Since its launch in 2005, the initiative has “grown exponentially”, said Mr Ruebain, expanding from just 10 member institutions at the start to 129 universities now.
Research institutes that are not affiliated with universities can also now join the scheme, as can universities in the Republic of Ireland. In May, the charter was expanded to include arts, humanities, social sciences, business and law.
The charter bestows bronze, silver and gold awards on institutions and departments if they can demonstrate increasing levels of good practice in recruiting, retaining and promoting women. At least one funder has made a commitment to award research funding only to universities that hold a charter mark, which has helped to drive up participation in the scheme in the UK.
“When you have that level of activity and enthusiasm, that in itself is potentially culture changing because it becomes part of the mainstream agenda; it becomes part of what institutions want to do,” Mr Ruebain told Times Higher Education.
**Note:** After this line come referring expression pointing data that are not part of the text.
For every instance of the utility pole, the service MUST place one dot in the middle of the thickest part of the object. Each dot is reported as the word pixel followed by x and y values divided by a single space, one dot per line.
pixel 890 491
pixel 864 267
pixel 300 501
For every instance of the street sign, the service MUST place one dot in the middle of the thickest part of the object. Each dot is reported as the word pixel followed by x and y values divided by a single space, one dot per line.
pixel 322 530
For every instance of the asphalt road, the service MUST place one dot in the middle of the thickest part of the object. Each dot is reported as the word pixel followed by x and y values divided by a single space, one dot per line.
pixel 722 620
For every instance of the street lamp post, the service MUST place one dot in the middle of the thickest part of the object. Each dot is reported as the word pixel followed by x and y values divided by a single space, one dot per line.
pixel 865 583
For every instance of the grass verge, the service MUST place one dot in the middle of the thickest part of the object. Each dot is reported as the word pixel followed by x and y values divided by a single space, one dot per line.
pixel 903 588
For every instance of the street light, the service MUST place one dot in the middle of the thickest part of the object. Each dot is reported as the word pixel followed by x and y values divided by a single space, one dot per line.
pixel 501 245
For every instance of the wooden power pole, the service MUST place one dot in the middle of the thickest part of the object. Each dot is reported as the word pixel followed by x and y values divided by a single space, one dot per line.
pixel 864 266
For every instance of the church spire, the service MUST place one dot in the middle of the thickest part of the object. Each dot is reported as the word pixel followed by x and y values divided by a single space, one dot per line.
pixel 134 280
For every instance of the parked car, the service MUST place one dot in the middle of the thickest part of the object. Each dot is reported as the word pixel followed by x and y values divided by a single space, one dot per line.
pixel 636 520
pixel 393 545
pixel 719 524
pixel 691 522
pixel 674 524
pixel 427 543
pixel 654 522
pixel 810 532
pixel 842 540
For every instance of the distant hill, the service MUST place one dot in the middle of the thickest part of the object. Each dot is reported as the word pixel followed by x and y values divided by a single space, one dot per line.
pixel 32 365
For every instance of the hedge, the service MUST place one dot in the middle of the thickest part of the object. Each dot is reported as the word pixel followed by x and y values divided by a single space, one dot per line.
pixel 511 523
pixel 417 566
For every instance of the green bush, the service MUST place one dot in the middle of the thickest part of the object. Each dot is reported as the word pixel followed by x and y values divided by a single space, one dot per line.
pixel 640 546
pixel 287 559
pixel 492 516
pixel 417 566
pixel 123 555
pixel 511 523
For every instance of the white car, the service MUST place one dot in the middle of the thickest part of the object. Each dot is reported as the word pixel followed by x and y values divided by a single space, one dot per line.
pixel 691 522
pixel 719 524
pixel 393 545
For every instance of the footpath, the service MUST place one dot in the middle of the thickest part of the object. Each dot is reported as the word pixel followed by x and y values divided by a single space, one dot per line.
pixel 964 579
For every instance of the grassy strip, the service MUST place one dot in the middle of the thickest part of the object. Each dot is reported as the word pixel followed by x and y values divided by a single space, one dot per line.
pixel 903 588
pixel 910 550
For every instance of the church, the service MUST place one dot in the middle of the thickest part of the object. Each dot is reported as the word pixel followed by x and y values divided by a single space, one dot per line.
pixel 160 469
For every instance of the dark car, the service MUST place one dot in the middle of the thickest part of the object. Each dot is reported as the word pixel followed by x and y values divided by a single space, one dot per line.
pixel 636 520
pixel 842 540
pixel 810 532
The move into international territories coincides with the upcoming 10th anniversary of Athena SWAN in mid-July and the ECU’s shift to a subscription funding model.
The ECU’s central funding for its work in English universities, from the Higher Education Funding Council for England, will expire at the end of this year. Universities wanting to apply for or renew any Athena SWAN charter marks will soon have to subscribe to the organisation. The details of how this will work are being finalised.
On expanding the scheme outside the UK, Mr Ruebain said that his team “gets asked to go and talk about the charter all over the world”, although in most cases it is unable to send staff because the focus remains on delivering the scheme in the UK.
He said that a lot of people “of all political persuasions in many countries” are talking about the gender equality agenda, “so there is a groundswell of support”.
However, it is in Australia where discussions are at an advanced stage. Mr Ruebain said that it looked “fairly likely” that something would develop, although a final agreement has yet to be made.
He said that the ECU was looking to partner with a local agency in Australia because it would not make sense to run the scheme from the UK given the distance between the two countries.
The ECU, Mr Ruebain continued, has also had “preliminary discussions” with colleagues in several other member countries of the Organisation for Economic Cooperation and Development, among them Canada, New Zealand, Sweden, Norway and the US. But he stressed that these were just talks and did not want to suggest that they would definitely develop into the charter becoming a global phenomenon.